Spiraling Out of Control
The entire cryptocurrency market has witnessed a widespread contraction from late 2017, brought about as a result of the market continuing to undergo a severe and prolonged bear cycle despite Bitcoin showing a steep decline in trade volume and transaction value. The bull run witnessed during the end of 2017 saw the market trading at much higher daily transaction values along with BTC at close to $20,000 per coin. Cryptocurrency had stolen the spotlight by then and was prominently featured on popular mainstream news outlets, reporting on the daily price leaps and overnight riches made through the cryptocurrency market. The immediate result of all of this was a flood of new investors as reported by Coinbase when their customer base rose above 13 million–or greater than that of long-time stock brokerage Charles Schwab. The massively elevated transaction volume and valuation brought about by the flood of enthusiastic investors have been eroding in the past few weeks along with the falling market.
The the first quarter of 2018 saw cryptocurrency transactions total $1.4 trillion compared to $1.7 trillion for all of 2017, that fell by more than 75 percent into Q2, with the total market capitalization also falling precipitously. In a white paper published alongside the research article, an analyst for Juniper explained the group’s belief that the crypto markets will continue to exhibit quarter over quarter losses “Based on activity during the first half of Q3, Juniper estimates a further 47 percent quarter-on-quarter drop in transaction values in that quarter,”.
Juniper predicts that cryptocurrency is in for hard times ahead, with a relative market “implosion” looming on the horizon while pointing to ongoing price depression for Bitcoin and the greater altcoin market, combined with the fall in transaction volumes and valuation.
“In short, given our concerns around both the innate valuation of Bitcoin and of the operating practices of many exchanges, we feel that the industry is on the brink of an implosion,”

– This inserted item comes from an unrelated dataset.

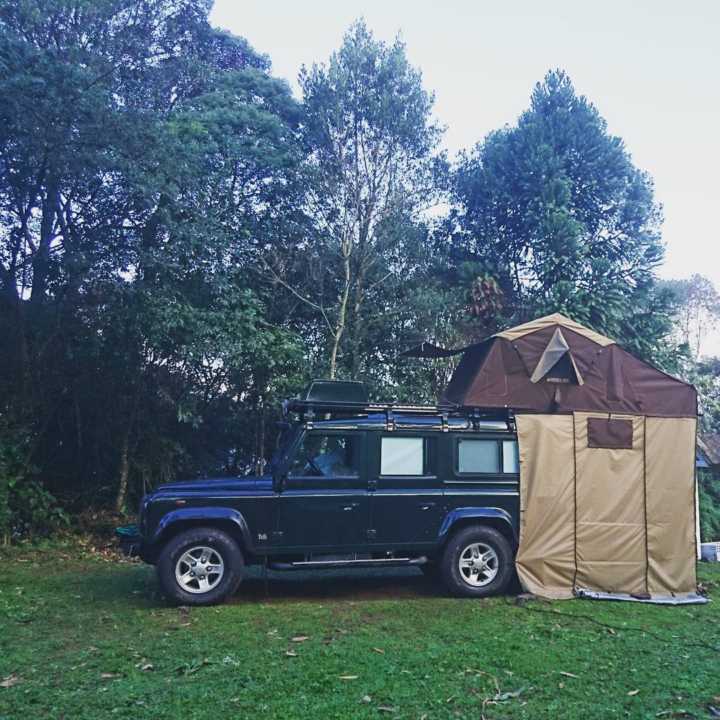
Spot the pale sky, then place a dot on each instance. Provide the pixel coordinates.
(651, 68)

The Rise of a New World Currency
According to the now-infamous cover of The Economist thirty years ago in 1988, the market should be “ready for a new world currency”. The accompanying article read, “Thirty years from now, Americans, Japanese, Europeans, and people in many other rich countries and some relatively poor ones will probably be paying for their shopping with the same currency,”

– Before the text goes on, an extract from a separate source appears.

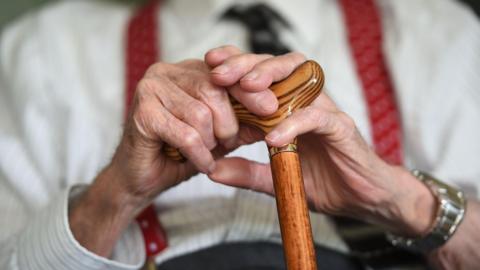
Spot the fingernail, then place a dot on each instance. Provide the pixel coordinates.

For years, speculators have been wondering whether the implied deadline, October 10, 2018, implies a major change could still occur. The iconic cover art depicted a phoenix — The Economist’s metaphor of preference for this currency — surrounding a coin with the numbers 10 and 2018 engraved in it and the dollar burns beneath it.
Is Bitcoin the Future? Insights from the Economist.

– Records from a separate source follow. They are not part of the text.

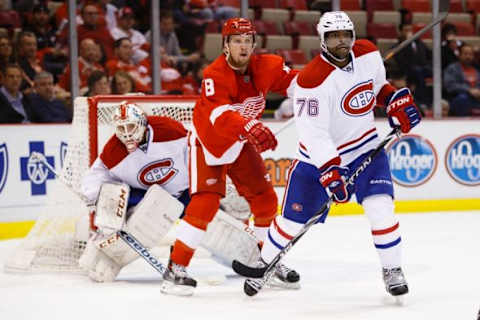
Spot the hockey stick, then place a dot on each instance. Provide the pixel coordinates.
(125, 236)
(444, 6)
(252, 286)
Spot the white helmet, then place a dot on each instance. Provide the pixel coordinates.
(334, 21)
(130, 124)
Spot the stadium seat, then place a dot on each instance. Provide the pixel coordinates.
(378, 5)
(359, 19)
(416, 5)
(274, 42)
(473, 6)
(352, 5)
(293, 56)
(294, 28)
(294, 4)
(464, 28)
(310, 16)
(417, 26)
(230, 3)
(459, 17)
(276, 15)
(308, 43)
(384, 45)
(266, 27)
(456, 6)
(382, 30)
(212, 45)
(386, 17)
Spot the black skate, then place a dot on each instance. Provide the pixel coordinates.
(395, 282)
(176, 281)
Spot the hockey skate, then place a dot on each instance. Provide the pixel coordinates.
(176, 281)
(395, 282)
(283, 277)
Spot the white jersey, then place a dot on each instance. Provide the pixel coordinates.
(334, 107)
(162, 160)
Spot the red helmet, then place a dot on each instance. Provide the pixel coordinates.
(237, 26)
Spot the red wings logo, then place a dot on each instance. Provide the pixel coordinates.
(158, 172)
(359, 100)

The Economist appears to have expected more progress to have been made by this point than has occurred in reality according to the tone of the article. “Prices will be quoted not in dollars, yen or D-marks but in, let’s say, the Phoenix,” it mentioned. “The Phoenix will be favored by companies and shoppers because it will be more convenient than today’s national currencies, which by then will seem a quaint cause of much disruption to economic life in the last twentieth century.”
The technical signs suggest that Bitcoin is in for at least a few more months of price declines rather than a sudden surge to fulfill The Economist’s prophecy. And it seems the publication itself has lost faith in the world of cryptocurrency, describing all of them in August as “useless.”